# MCP tool selection evaluation
Evaluates MCP server tool selection. Phoenix is used only for storing results and visualization.
You can find the results here: https://app.phoenix.arize.com/s/apify
## CI Workflow
The evaluation workflow runs automatically on:
- **Master branch pushes** - for production evaluations (saves CI cycles)
- **PRs with `validated` label** - for testing evaluation changes before merging
To trigger evaluations on a PR, add the `validated` label to your pull request.
## Two evaluation methods
1. **exact match** (`tool-exact-match`) - binary tool name validation
2. **LLM judge** (`tool-selection-llm`) - Phoenix classifier with structured prompt
## Why OpenRouter?
unified API for Gemini, Claude, GPT. no separate integrations needed.
## Judge model
- model: `openai/gpt-4o-mini`
- prompt: structured eval with context + tool definitions
- output: "correct"/"incorrect" → 1.0/0.0 score (and explanation)
## Config (`config.ts`)
```typescript
MODELS_TO_EVALUATE = ['openai/gpt-4o-mini', 'anthropic/claude-3.5-haiku', 'google/gemini-2.5-flash']
PASS_THRESHOLD = 0.6
TOOL_SELECTION_EVAL_MODEL = 'openai/gpt-4o-mini'
```
## Setup
```bash
export PHOENIX_BASE_URL="your_url"
export PHOENIX_API_KEY="your_key"
export OPENROUTER_API_KEY="your_key"
export OPENROUTER_BASE_URL="https://openrouter.ai/api/v1"
npm ci
npm run evals:create-dataset # one-time: creates dataset from test-cases.json
npm run evals:run # runs evaluation on default dataset (v1.4)
```
### Using a specific dataset version
By default, the evaluation uses the dataset version from `test-cases.json` (`v1.4`).
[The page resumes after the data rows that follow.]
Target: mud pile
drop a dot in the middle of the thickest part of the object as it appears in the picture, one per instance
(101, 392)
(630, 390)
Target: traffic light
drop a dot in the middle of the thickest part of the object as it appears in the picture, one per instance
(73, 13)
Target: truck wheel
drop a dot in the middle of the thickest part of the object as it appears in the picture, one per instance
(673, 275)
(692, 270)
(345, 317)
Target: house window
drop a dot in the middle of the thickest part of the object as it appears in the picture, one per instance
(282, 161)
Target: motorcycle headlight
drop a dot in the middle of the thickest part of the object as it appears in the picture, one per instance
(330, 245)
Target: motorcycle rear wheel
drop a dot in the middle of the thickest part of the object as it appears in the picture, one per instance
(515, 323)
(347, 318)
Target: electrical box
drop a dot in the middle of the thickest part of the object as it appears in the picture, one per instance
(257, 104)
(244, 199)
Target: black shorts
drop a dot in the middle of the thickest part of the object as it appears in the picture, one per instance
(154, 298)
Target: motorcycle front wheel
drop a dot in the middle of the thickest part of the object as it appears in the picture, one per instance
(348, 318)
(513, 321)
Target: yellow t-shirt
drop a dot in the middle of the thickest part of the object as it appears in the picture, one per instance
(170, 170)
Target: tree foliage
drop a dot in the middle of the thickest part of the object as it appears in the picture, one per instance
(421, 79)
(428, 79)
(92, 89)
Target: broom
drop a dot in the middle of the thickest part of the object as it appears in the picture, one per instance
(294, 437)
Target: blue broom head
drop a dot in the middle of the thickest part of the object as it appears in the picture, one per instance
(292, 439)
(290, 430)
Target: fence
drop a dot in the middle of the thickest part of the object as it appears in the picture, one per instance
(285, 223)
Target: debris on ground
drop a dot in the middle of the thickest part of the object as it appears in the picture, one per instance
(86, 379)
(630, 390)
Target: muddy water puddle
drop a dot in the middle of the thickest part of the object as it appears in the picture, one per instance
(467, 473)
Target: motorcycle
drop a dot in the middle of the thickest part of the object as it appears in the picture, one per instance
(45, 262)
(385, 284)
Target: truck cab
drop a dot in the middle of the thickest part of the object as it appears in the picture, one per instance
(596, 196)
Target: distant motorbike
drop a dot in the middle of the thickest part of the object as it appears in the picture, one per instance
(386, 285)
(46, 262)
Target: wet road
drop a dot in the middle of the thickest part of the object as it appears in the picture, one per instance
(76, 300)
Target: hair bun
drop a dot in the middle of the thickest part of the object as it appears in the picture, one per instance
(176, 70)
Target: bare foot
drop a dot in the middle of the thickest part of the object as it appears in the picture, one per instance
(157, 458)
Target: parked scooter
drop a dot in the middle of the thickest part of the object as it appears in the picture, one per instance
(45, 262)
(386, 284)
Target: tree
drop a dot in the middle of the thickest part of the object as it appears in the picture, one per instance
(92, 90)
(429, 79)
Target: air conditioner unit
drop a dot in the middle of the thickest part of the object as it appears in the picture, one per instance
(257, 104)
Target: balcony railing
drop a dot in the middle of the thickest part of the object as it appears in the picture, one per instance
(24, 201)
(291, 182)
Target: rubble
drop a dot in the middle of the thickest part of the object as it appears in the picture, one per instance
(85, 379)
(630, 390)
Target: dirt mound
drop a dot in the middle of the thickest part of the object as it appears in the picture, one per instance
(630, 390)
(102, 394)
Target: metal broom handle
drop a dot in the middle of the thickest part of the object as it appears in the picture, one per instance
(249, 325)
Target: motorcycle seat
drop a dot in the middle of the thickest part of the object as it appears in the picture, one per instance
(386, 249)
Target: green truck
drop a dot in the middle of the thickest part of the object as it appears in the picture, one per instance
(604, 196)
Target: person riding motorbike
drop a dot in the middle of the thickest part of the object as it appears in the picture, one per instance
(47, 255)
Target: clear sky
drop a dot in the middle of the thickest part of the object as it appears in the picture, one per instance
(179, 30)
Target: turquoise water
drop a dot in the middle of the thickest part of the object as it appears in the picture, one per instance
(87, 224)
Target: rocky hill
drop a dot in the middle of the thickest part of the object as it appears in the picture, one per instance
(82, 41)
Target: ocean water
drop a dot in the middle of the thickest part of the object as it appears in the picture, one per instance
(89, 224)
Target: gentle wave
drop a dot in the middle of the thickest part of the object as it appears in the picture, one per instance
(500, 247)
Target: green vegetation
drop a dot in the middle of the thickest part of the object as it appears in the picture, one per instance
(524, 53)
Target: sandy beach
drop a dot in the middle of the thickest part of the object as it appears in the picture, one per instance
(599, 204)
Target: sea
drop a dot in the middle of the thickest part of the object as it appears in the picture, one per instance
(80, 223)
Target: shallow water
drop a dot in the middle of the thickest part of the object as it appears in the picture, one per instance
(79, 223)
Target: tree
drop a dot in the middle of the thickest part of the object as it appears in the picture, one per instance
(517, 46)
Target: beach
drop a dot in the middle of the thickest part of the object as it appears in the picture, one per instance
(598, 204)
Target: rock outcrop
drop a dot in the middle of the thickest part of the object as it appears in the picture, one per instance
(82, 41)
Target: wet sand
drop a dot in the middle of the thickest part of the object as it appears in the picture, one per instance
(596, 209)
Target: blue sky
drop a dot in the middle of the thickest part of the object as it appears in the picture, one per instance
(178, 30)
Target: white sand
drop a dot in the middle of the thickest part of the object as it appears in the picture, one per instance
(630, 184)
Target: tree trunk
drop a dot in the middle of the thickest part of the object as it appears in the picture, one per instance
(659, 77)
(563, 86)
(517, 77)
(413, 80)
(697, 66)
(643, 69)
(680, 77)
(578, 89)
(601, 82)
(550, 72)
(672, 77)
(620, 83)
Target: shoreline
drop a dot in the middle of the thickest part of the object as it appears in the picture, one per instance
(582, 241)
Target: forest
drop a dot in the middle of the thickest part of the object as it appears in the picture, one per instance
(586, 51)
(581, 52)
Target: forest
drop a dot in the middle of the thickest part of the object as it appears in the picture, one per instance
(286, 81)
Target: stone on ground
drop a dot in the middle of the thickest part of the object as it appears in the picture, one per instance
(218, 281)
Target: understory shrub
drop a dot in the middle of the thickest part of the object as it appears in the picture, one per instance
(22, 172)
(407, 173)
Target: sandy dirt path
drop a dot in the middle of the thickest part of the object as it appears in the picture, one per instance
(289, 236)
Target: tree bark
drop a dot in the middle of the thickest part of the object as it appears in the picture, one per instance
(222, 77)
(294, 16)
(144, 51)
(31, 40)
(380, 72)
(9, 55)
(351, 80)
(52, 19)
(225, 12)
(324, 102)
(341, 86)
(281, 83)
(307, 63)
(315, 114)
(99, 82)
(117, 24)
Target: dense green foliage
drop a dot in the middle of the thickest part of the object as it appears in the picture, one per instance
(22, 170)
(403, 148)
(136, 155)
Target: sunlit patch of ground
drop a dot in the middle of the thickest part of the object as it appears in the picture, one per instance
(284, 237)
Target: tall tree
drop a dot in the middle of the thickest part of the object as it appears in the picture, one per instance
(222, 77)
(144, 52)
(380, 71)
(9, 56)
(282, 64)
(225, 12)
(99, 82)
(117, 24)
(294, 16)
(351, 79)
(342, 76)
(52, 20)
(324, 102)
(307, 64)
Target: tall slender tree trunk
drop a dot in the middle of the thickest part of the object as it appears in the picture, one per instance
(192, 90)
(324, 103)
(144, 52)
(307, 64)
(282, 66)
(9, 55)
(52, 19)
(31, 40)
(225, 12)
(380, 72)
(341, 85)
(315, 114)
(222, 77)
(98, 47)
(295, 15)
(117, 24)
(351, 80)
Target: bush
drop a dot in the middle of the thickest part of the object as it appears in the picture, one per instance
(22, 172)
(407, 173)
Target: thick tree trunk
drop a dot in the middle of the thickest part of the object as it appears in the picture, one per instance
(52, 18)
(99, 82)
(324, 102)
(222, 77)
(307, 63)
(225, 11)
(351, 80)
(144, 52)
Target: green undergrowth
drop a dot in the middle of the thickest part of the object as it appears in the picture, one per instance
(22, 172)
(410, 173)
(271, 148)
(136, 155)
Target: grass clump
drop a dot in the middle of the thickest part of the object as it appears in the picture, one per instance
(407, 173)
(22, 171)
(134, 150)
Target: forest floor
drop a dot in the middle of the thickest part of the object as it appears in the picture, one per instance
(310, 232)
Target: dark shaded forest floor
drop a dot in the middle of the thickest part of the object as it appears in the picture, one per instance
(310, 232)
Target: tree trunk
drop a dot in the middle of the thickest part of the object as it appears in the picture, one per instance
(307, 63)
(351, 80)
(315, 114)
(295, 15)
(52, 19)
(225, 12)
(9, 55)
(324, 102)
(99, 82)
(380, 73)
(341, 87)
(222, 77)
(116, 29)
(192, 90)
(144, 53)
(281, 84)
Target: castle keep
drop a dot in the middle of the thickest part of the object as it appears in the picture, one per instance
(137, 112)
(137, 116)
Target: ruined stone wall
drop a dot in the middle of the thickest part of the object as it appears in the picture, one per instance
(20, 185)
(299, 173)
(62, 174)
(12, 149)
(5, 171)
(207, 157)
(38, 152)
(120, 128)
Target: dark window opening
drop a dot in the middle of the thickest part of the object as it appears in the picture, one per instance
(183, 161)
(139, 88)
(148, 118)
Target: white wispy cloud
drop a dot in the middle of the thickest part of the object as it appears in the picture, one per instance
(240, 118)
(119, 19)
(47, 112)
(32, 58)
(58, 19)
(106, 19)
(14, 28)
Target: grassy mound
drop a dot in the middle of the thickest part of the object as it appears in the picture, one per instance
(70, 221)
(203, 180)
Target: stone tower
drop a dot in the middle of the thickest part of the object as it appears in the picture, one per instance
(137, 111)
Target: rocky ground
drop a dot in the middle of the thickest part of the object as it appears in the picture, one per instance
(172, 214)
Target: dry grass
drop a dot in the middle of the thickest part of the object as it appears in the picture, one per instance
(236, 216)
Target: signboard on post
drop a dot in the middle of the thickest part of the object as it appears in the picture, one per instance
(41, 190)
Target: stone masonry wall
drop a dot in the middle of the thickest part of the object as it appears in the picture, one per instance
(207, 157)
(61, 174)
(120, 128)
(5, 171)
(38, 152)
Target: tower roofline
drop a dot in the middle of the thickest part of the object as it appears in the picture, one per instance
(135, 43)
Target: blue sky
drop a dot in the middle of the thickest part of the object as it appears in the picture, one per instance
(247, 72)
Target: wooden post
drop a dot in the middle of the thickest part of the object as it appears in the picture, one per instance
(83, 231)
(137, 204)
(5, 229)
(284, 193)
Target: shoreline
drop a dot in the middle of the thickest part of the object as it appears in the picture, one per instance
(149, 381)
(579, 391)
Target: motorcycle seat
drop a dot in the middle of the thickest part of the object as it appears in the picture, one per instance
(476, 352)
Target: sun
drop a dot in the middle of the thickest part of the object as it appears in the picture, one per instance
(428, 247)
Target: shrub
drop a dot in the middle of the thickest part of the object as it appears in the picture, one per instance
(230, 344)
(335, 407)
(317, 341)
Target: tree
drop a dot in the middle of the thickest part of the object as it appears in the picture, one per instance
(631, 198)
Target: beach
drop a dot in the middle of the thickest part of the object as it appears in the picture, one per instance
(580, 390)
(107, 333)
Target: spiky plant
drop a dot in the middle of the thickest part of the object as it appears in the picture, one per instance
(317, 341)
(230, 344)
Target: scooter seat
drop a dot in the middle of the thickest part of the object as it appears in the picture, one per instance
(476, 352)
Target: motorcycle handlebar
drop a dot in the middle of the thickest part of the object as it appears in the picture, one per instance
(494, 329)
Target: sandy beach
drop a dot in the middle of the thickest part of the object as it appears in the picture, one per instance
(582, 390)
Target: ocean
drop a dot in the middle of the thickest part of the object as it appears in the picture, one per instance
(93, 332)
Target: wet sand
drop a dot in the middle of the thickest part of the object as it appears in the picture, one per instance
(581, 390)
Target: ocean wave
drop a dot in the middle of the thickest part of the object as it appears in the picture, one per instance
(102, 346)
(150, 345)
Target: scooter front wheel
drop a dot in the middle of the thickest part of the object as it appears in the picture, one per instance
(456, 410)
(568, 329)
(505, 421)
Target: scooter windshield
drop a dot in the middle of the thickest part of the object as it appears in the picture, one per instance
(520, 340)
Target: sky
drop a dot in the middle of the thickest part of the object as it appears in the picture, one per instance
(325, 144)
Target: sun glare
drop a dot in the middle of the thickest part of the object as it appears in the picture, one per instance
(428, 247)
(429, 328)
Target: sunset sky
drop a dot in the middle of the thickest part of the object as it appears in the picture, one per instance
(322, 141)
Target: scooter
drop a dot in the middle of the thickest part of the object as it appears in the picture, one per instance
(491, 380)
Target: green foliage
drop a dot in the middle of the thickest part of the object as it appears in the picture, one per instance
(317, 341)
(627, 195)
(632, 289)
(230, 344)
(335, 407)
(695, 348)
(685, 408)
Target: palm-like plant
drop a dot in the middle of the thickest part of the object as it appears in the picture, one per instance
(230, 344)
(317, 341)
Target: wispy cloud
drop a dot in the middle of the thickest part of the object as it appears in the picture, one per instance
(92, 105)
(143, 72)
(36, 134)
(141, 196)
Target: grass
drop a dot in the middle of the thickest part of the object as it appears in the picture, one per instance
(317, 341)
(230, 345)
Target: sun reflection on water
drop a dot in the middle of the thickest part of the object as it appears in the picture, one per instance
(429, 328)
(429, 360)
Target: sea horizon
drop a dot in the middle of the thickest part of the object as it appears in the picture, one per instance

To use a different dataset:
```bash
# Create a new dataset with custom name
npm run evals:create-dataset -- --dataset-name mcp_server_dataset_v1.3
# Run evaluation on custom dataset
npm run evals:run -- --dataset-name mcp_server_dataset_v1.3
```
## Test cases
**Current version: v1.4** (74 test cases)
**Changes in v1.4:**
- Fixed contradictory test cases (search-actors-1, search-actors-15)
- Removed misleading-query-2 (contradictory intent)
- Disambiguated intent-ambiguous queries by adding time indicators ("recent", "current") or "Actor" mentions
- Split search-vs-rag-7 into two clear variants (7a for immediate data, 7b for tool search)
- Updated fetch-actor-details-7 to accept both `fetch-actor-details` and `call-actor`
- Made vague queries more specific (added context to ambiguous-query-3, ambiguous-query-1)
- Updated tool descriptions and judge evaluator to reduce false negatives
- Added missing tool descriptions to judge prompt (get-actor-output, fetch-apify-docs)
- Clarified information vs data retrieval intent in tool descriptions:
- search-actors: Emphasizes finding/discovering what tools exist (informational intent)
- apify-slash-rag-web-browser: Emphasizes getting/retrieving actual data (data retrieval intent)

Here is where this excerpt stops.